Health Savings Account

An HSA is an individually owned savings account that accompanies a qualified high deductible health, and the funds may be used towards future eligible medical expenses or retirement. Your HSA funds may be rolled over from year to year.

You must be enrolled in the High Deductible Health Plan (HDHP) to contribute towards an HSA.  If you are not enrolled in the HDHP, you will not be able to contribute to an HSA.  

HSA’s offer a triple tax advantage:

  1. Contributions are pre-tax or tax-deductible
  2. Earnings on the balance and investments are not taxed
  3. Funds withdrawn for qualified medical expenses are not taxed

In addition to the tax advantage, you may turn your HSA into an investment account once you reach a threshold of $2,000 in your account.

If you are nearing Medicare entitlement, please review the HSA & Medicare Overview.

Contributions

  • HALO Contributions: HALO contributes to your HSA, employees with single coverage receive $500/year and employees with all other coverage receive $1,000/year.
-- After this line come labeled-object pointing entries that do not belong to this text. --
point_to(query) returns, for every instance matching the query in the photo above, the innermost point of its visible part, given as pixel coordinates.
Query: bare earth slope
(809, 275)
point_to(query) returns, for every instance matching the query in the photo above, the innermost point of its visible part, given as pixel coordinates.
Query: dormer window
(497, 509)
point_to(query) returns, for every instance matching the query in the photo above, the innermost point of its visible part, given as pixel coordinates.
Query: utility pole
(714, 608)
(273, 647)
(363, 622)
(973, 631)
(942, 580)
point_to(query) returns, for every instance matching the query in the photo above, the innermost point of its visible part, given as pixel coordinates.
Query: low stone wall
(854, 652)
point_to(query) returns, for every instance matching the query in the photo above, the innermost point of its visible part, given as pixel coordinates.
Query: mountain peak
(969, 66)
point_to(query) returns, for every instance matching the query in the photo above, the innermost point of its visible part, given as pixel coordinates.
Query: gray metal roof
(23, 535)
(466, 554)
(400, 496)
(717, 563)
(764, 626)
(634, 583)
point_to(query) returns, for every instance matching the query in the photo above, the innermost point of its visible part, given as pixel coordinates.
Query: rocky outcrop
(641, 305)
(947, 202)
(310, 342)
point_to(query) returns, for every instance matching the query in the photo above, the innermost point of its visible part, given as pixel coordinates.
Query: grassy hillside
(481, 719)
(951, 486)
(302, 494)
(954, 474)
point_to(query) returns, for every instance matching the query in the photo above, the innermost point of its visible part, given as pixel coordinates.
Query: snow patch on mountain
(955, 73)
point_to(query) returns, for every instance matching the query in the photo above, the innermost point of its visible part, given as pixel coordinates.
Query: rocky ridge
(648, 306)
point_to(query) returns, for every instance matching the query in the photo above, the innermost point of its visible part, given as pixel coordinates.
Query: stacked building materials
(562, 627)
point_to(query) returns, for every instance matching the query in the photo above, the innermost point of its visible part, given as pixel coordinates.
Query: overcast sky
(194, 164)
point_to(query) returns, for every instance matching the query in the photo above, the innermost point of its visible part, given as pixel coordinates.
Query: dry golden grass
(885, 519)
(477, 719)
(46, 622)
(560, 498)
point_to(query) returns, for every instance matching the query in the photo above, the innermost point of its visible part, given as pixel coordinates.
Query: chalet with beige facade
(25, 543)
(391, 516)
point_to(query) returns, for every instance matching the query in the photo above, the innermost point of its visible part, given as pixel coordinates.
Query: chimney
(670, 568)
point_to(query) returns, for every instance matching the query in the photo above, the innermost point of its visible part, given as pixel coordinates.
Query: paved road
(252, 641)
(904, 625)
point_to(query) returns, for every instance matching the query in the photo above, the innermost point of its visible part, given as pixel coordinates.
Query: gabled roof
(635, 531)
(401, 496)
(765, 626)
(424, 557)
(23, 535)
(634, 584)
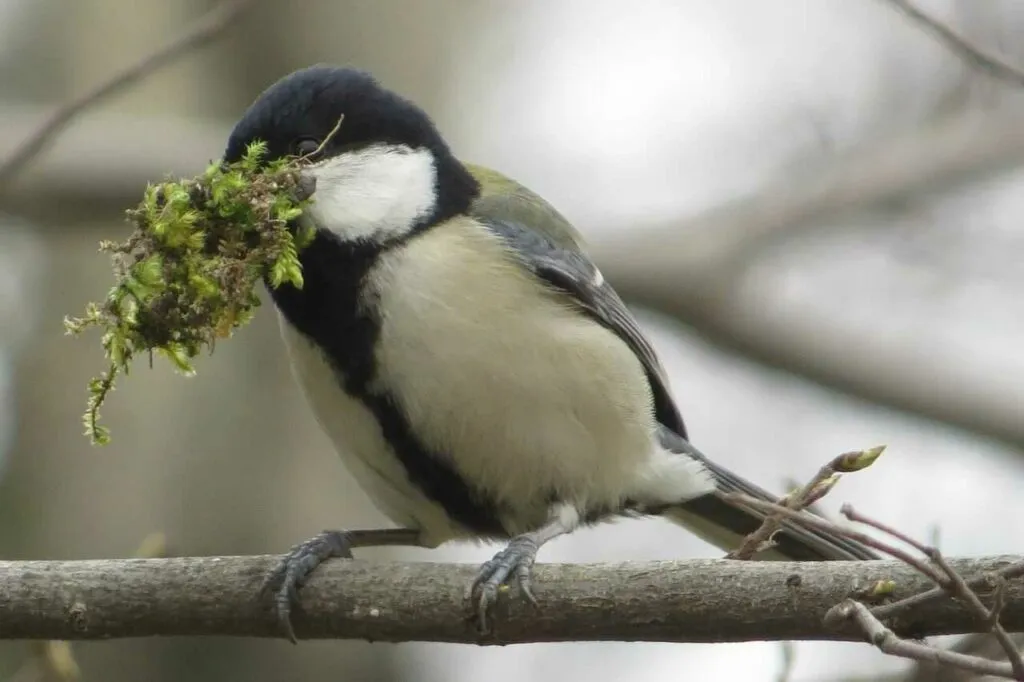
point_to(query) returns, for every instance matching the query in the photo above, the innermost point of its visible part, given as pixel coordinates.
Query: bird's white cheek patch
(379, 192)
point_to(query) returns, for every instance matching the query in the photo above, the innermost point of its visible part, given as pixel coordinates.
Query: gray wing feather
(571, 271)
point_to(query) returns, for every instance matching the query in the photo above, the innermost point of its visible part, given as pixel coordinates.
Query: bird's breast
(525, 396)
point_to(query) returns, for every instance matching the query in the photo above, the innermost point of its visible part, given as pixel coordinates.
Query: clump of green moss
(187, 273)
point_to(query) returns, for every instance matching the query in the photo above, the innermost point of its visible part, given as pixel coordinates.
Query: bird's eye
(306, 145)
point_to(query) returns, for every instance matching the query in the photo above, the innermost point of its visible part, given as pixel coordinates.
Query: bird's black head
(379, 135)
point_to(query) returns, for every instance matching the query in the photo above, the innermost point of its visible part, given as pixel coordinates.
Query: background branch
(692, 271)
(958, 45)
(683, 601)
(205, 30)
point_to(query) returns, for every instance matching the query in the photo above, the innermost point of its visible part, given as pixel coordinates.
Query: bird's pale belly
(529, 400)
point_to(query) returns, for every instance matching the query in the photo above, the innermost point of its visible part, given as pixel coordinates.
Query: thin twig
(888, 610)
(827, 526)
(954, 585)
(961, 46)
(887, 642)
(819, 485)
(209, 27)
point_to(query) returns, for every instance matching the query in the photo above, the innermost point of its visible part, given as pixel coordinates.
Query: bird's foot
(517, 558)
(295, 568)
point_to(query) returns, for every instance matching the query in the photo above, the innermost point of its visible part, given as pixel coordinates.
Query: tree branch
(963, 48)
(204, 31)
(684, 601)
(690, 270)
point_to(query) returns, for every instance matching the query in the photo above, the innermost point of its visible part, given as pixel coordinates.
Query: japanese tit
(475, 372)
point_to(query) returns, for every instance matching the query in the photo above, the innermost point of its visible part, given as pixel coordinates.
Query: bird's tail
(725, 524)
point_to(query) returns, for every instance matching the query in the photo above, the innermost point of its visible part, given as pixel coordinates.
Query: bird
(476, 374)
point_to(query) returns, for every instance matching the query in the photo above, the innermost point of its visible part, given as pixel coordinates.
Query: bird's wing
(548, 245)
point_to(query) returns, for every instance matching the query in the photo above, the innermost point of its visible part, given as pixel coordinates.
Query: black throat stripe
(327, 311)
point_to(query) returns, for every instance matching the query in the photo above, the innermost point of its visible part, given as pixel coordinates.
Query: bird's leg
(302, 559)
(518, 557)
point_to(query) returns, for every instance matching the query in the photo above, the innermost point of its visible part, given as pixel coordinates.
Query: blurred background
(814, 206)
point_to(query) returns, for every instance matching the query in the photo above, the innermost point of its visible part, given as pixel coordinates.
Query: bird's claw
(295, 568)
(517, 558)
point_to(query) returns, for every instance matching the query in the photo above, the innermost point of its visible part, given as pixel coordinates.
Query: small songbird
(475, 372)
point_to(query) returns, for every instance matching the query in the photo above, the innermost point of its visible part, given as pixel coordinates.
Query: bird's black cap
(308, 102)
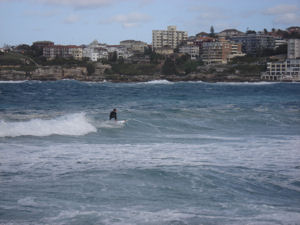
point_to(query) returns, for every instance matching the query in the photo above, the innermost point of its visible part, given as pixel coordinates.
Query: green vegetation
(133, 69)
(169, 67)
(13, 59)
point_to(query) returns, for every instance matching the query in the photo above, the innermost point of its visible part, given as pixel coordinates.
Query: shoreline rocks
(53, 73)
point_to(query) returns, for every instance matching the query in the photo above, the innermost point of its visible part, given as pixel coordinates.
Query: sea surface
(189, 153)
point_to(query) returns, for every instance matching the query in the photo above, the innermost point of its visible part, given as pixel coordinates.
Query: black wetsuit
(112, 115)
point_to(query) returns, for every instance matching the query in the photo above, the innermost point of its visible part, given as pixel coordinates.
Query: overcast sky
(111, 21)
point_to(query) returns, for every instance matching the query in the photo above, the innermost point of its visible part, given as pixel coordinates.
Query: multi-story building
(287, 70)
(278, 42)
(42, 44)
(229, 33)
(192, 50)
(170, 38)
(64, 51)
(135, 46)
(252, 43)
(293, 48)
(220, 51)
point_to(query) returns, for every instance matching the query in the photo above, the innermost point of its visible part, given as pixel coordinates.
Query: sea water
(189, 153)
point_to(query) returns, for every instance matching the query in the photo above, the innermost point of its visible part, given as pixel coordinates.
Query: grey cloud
(128, 20)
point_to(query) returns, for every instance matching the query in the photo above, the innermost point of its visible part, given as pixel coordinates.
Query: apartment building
(287, 70)
(293, 49)
(42, 44)
(220, 51)
(229, 33)
(135, 46)
(192, 50)
(64, 51)
(170, 37)
(254, 42)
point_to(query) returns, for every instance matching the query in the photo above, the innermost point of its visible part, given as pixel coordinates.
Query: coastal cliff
(52, 73)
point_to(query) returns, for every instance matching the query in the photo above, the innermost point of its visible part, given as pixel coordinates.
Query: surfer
(113, 114)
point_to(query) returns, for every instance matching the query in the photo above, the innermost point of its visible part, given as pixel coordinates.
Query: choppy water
(189, 153)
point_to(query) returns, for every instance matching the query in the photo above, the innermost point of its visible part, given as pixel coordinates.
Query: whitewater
(189, 153)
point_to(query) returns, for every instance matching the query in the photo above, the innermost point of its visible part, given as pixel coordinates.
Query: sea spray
(72, 124)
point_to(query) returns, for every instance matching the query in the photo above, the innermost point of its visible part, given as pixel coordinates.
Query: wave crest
(73, 124)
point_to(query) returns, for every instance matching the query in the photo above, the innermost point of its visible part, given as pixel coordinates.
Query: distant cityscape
(211, 48)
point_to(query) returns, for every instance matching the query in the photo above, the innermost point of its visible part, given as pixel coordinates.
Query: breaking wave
(75, 124)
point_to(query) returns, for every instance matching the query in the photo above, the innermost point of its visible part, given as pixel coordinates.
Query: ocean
(189, 153)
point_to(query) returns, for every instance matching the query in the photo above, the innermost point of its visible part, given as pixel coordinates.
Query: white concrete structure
(95, 51)
(192, 50)
(171, 37)
(293, 49)
(135, 46)
(288, 70)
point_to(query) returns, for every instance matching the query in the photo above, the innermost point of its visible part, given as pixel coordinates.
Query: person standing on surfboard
(113, 114)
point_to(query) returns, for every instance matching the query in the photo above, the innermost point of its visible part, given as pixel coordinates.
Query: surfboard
(121, 121)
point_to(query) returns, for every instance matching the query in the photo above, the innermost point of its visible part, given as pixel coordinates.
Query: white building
(192, 50)
(171, 37)
(135, 46)
(293, 49)
(288, 70)
(95, 51)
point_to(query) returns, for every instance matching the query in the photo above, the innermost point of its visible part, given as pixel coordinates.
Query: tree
(169, 67)
(114, 57)
(251, 32)
(90, 68)
(212, 32)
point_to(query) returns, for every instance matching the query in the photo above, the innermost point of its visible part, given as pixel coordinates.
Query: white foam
(112, 124)
(72, 124)
(12, 81)
(248, 83)
(158, 82)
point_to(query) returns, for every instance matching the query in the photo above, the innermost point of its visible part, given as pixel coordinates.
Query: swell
(71, 124)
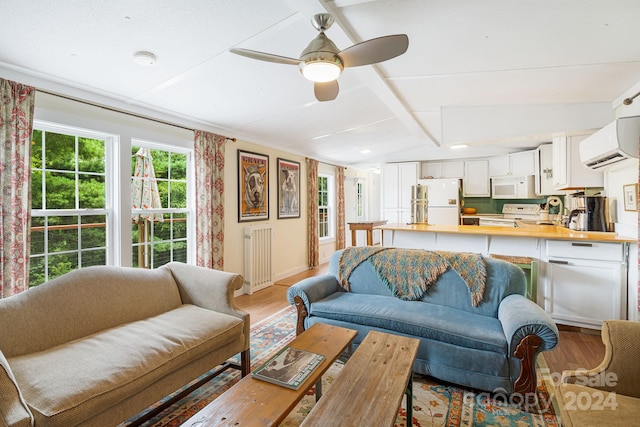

This is free money and the funds are yours to keep. 
    • Halo makes a contribution in January and July each year.
    • You will automatically receive the contribution based on your HDHP enrollment.
  • Your Contributions:  You may change your contribution amount at any time throughout the year.
  • Contribution Limits: The IRS has a limit on how much you can contribute to your HSA on an annual basis, these limits are outlined below. The maximum HSA contributions are:
    • Single: $4,400
    • Family: $8,750
    • Employees age 55 and older may contribute an additional $1,000 annually in catch-up contributions.